Das morgendliche Erwachen beginnt, wenn man bin sagt und jetzt. Dann liegt das Wachgewordene eine Weile still, starrt die Zimmerdecke an und in sich hinein, bis es sich wiedererkannt hat und daraus den Schluss zieht: ich bin. (Seite 7)

Im bekleideten Zustand ist aus dem „es“ ein „er“, ist mehr oder weniger „George“ geworden, wenn auch durchaus noch nicht der ganze George, wie ihn die anderen sich vorzustellen und anzuerkennen bereit sind. (Seite 9)

Die Siedlung, in der Georges Haus steht, wurde in den Zwanzigerjahren von Stadtflüchtlingen gegründet. Es handelte sich damals um Individualisten, die Montmartre-Sitten pflegten.

Ein hübsches Plätzchen, wo der Mensch ein bisschen malen, ein bisschen dichten und tüchtig bechern kann. (Seite 14f)

Als Ende der Vierzigerjahre Heimkehrer aus dem Zweiten Weltkrieg in den Ort zogen, änderte sich die Lebensweise der Bewohner.

Ihre Ehefrauen erklärten ihnen von Anfang an in unzweideutiger Sprache, dass Kinderaufzucht und Bohemeleben sich nicht miteinander vereinbaren ließen. Um Kinder in die Welt zu setzen, braucht man eine feste Arbeit, Pfandbriefe, Kredit und eine Lebensversicherung. Und man darf es sich nicht einfallen lassen, zu sterben, ehe nicht für die Zukunft der Familie gesorgt ist. (Seite 16)

George und sein Lebensgefährte Jim hatten sich in der Nachkriegszeit hier angesiedelt. Dass Jim vor einiger Zeit bei einem Verkehrsunfall in Ohio ums Leben kam, verschweigt George den Nachbarn. Sie nehmen an, er sei verreist.

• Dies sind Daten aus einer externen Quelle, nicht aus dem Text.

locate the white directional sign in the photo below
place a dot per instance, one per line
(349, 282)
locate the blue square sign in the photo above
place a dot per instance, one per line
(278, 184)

Jim hat über jeden Kopfschmerz, jeden verletzten Finger, jede kleine Beule gestöhnt und geklagt … Aber am Ende hat Jim Glück gehabt – das einzige Mal, da Glück wirklich zählt. Der Lastwagen fuhr direkt in seinen Wagen hinein, er hat es nicht mehr gespürt. (Seite 93)

Während George auf dem WC sitzt, blickt er durchs Fenster hinaus aufs Nachbarhaus. Mr Strunk verdient sein Geld als Immobilienmakler.

Mr Strunk, so vermutet George, würde ihn nur allzu gern mit einem einzigen Wort festnageln: schwul. Aber weil wir ja mittlerweile das Jahr 1962 schreiben, darf wohl auch von ihm der Zusatz erwartet werden: Mir persönlich ist es ja egal, was er treibt, solange er mich in Ruhe lässt. (Seite 24)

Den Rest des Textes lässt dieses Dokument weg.